BACKGROUND: Total disc replacement (TDR) has been shown to be effective for the treatment of lumbar degenerative disc disease (DDD) in carefully selected patients. Previous studies have demonstrated high rates of patient satisfaction and improvement in patient-reported outcome measures (PROMs) compared with preoperative status but most have short-term follow-up or small cohort sizes only.
OBJECTIVE: The aim of this study is to report mid- to long-term PROMs from the treatment of symptomatic single-level lumbar DDD with TDR.
METHODS: Data collected prospectively concerning single-level TDR performed via an anterior approach were included for analysis. A preoperative assessment was obtained followed by postoperative follow-up assessments at 3, 6, and 12 months, and yearly follow-up thereafter. PROMs included patient satisfaction, visual analog score back and leg, Oswestry Disability Index, and Roland-Morris Disability Questionnaire.

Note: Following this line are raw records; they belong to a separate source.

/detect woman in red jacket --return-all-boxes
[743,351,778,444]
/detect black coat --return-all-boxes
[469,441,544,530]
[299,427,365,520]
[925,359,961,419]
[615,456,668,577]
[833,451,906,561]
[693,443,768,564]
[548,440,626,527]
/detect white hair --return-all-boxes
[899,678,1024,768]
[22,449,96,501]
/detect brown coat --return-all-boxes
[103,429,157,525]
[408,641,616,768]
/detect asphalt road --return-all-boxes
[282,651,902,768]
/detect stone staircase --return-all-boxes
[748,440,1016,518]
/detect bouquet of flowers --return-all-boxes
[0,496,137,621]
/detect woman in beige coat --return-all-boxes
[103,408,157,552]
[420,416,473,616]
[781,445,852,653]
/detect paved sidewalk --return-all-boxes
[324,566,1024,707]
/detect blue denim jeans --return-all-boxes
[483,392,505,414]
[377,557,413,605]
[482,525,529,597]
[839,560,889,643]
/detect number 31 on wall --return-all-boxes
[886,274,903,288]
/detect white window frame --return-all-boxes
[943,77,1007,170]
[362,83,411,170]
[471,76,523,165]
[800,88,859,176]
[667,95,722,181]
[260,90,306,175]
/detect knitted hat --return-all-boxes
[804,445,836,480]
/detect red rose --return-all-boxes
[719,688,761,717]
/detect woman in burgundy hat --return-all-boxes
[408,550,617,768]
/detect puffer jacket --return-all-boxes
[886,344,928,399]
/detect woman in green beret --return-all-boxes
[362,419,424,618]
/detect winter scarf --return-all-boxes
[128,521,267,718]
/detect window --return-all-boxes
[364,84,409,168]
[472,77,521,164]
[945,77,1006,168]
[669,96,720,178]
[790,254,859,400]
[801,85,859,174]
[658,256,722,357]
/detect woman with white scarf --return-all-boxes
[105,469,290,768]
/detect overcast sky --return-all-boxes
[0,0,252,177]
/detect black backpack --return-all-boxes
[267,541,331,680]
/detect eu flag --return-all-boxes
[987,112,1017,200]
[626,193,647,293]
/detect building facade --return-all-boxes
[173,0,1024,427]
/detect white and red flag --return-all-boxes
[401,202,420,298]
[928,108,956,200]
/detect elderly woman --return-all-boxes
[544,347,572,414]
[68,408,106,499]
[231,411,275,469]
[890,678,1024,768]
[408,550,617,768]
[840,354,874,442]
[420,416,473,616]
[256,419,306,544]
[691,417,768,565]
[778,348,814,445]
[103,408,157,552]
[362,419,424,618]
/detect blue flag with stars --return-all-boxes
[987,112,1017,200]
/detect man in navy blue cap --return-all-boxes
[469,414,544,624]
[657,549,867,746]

RESULTS: A total of 211 patients (118 men, 93 women) operated on between June 1997 and July 2015 were included in this study. Minimum follow-up was 4 years. The average age was 42.2 (range 24-87) years and median follow-up 96 interquartile range 72-132, range 48-120) months. The operative levels were L5-S1 (160, 75.8%) and L4-L5 (61, 24.2%). Both statistically and clinically significant improvements observed postoperatively were maintained at 10 years. In addition, 92% of patients reported either good ( n = 29) or excellent satisfaction ( n = 155) with treatment at final review.
CONCLUSIONS: This study shows that single-level lumbar TDR used appropriately in selected patient results in clinically significant improvements in pain and function, well above the minimum clinically important difference, and good to excellent satisfaction in most patients. Further study to define long-term outcomes and survivorship is required.
CLINICAL RELEVANCE: Statistically significant and clinically relevant improvements can be achieved by single-level lumbar TDR, in the treatment of single-level discogenic axial low back pain, with or without radiculopathy. These outcomes are sustained in the mid- to long-term followup periods.